Review: ‘I Am Not Okay With This’ is a fresh take on familiar territory

Words by Matt Maida

★★★

While it’s not breaking any new ground, the series does well to separate itself from its peers.

Seventeen-year-old Sydney Novak (Sophia Lillis) is facing changes. She’s getting acne on her thighs. Her best friend — for whom Syd is harbouring deeper feelings — is dating a new, near-cartoonishly horrible boyfriend. She’s grieving her father’s death and has a combative relationship with her mother. And emerging from her anger, anxiety and embarrassment are superpowers that she doesn’t know how to control.

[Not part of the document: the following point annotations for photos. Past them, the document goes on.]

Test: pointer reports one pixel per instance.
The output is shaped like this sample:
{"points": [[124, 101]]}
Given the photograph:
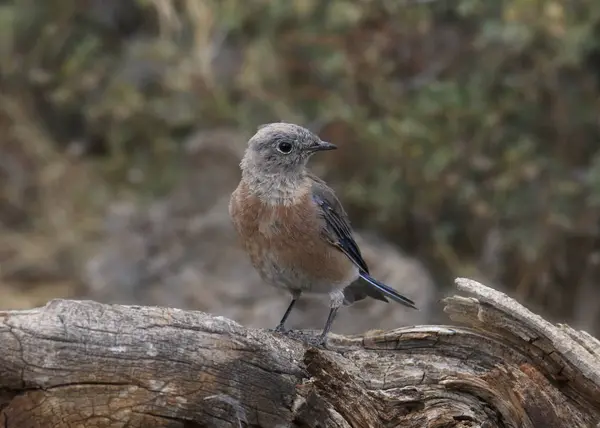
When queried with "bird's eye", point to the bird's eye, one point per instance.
{"points": [[284, 147]]}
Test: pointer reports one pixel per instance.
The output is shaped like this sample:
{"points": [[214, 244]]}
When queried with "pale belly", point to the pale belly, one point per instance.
{"points": [[286, 246]]}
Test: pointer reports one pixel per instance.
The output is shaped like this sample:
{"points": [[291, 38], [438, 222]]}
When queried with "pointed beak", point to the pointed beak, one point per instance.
{"points": [[322, 146]]}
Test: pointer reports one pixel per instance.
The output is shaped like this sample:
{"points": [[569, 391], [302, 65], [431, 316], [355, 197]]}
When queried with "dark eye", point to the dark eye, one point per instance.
{"points": [[284, 147]]}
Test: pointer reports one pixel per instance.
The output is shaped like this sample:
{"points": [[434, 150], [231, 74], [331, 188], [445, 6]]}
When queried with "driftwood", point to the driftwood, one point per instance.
{"points": [[85, 364]]}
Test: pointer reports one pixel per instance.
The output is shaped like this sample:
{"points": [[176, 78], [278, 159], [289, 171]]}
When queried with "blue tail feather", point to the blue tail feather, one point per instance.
{"points": [[388, 291]]}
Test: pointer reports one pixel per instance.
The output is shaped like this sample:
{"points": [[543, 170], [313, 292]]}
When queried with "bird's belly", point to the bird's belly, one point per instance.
{"points": [[299, 260]]}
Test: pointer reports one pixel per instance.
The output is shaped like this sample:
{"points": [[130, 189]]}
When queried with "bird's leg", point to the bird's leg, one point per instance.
{"points": [[280, 327], [328, 324], [337, 300]]}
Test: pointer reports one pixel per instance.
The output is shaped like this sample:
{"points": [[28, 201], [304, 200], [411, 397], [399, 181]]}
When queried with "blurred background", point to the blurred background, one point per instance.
{"points": [[468, 131]]}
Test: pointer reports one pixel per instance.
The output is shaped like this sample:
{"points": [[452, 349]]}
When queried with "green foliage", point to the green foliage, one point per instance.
{"points": [[458, 117]]}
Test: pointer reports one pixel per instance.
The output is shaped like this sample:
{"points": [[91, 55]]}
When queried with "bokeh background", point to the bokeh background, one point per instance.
{"points": [[468, 131]]}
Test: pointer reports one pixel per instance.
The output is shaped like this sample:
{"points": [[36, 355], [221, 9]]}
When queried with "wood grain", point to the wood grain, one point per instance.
{"points": [[86, 364]]}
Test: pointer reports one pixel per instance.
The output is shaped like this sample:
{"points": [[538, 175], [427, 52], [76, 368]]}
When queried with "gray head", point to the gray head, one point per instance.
{"points": [[282, 148]]}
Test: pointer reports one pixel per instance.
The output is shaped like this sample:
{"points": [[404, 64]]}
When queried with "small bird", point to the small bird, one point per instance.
{"points": [[294, 228]]}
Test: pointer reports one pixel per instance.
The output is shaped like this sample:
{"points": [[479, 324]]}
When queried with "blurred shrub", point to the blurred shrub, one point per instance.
{"points": [[469, 128]]}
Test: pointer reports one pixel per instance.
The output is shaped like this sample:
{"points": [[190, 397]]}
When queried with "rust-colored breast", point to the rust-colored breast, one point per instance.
{"points": [[284, 241]]}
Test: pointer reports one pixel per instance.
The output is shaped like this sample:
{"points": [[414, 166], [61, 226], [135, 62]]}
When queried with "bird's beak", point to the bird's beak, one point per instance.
{"points": [[322, 146]]}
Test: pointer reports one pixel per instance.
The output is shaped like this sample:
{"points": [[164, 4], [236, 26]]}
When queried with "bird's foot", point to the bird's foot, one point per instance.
{"points": [[280, 329], [317, 342]]}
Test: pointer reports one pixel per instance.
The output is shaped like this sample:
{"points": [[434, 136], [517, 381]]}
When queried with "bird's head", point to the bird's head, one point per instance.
{"points": [[282, 148]]}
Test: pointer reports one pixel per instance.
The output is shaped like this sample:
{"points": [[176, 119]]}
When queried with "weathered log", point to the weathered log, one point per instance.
{"points": [[86, 364]]}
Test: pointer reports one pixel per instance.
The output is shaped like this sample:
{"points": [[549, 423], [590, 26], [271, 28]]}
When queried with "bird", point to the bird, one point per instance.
{"points": [[293, 227]]}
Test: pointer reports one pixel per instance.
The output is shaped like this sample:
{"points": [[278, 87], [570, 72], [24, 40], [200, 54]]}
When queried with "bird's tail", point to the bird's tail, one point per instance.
{"points": [[388, 291]]}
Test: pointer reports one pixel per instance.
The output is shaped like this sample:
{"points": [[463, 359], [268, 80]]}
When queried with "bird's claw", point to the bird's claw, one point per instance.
{"points": [[281, 329]]}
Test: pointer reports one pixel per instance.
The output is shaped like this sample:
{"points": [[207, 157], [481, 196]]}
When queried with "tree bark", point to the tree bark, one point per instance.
{"points": [[86, 364]]}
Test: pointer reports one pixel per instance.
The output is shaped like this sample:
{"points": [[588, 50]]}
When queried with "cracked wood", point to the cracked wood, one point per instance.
{"points": [[86, 364]]}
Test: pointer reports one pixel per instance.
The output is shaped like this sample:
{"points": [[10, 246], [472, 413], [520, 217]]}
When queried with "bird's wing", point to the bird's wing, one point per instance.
{"points": [[337, 230]]}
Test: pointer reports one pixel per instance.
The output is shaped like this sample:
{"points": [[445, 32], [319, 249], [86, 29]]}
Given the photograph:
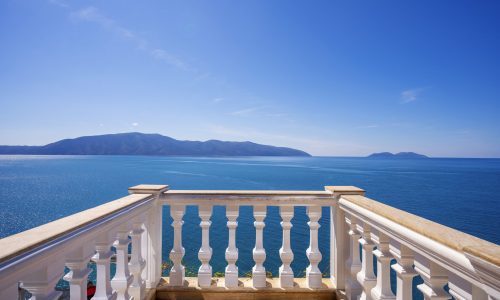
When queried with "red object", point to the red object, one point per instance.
{"points": [[90, 291]]}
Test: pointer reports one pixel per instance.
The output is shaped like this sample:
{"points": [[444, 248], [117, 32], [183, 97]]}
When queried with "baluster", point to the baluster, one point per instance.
{"points": [[205, 253], [383, 288], [404, 272], [231, 276], [77, 276], [435, 278], [259, 253], [313, 274], [353, 264], [366, 277], [461, 289], [102, 260], [177, 272], [122, 279], [137, 262], [41, 282], [286, 253]]}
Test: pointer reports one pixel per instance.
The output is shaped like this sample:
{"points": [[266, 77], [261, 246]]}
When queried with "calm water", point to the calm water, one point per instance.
{"points": [[460, 193]]}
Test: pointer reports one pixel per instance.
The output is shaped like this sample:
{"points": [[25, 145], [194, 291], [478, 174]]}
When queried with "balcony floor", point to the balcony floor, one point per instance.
{"points": [[245, 291]]}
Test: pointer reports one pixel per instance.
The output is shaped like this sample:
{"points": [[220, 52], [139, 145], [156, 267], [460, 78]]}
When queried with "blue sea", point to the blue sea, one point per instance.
{"points": [[460, 193]]}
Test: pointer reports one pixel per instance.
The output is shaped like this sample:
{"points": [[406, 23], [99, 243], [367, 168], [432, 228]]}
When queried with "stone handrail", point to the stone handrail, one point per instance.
{"points": [[439, 254], [35, 259]]}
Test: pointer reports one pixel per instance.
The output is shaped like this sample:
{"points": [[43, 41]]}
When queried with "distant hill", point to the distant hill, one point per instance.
{"points": [[397, 155], [135, 143]]}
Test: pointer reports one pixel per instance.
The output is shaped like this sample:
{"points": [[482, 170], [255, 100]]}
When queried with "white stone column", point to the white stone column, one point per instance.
{"points": [[122, 279], [231, 276], [353, 264], [102, 260], [404, 272], [339, 239], [177, 273], [205, 253], [41, 282], [435, 278], [461, 289], [382, 291], [313, 274], [9, 290], [137, 262], [77, 277], [366, 277], [152, 238], [259, 253], [286, 253]]}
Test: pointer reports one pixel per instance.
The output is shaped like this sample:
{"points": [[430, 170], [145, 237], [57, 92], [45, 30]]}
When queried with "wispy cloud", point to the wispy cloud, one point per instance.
{"points": [[93, 15], [411, 95], [59, 3], [368, 126], [245, 111]]}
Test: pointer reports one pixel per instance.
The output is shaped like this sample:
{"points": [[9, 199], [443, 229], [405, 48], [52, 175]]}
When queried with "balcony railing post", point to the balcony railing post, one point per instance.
{"points": [[137, 262], [404, 271], [259, 253], [313, 273], [231, 275], [353, 264], [122, 279], [177, 273], [102, 259], [41, 283], [286, 253], [435, 278], [77, 276], [339, 239], [382, 291], [205, 253], [152, 241]]}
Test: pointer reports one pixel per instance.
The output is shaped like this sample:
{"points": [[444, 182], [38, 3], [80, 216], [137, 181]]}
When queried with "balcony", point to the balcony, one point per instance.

Based on the graphic novel by Charles Forsman, Netflix’s I Am Not Okay With This comes from Christy Hall and Jonathan Entwistle. It marks the second adaptation of Forsman’s work by Entwistle, who previously directed The End of the F***ing World.

This new show is familiar but engaging, navigating the awkwardness of being a teenager in small town, American suburbia, with the added mystery of Syd’s powers.

Using superpowers as an extension of a teenage character’s mental state isn’t a new approach; teenage girlhood especially has been explored through many a monstrous metaphor.

I Am Not Okay With This doesn’t hide its predecessors. In its very first shots, the show alludes to the most iconic image from Stephen King’s Carrie (and its multiple adaptations) as a blood-soaked Syd wanders through empty streets.

Even if the teenage superpower metaphor is familiar ground, the show finds success in using Syd’s powers to visualise extreme distress. It captures that panic-stricken feeling of the world seeming too overwhelming, when it seems like the walls around you are shaking, when it seems like you’re losing control of your own body.

While the fear and shame Syd feels about her changing self are palpable, the show doesn’t demonise her. It reminds us that to feel strange and imperfect is to be human.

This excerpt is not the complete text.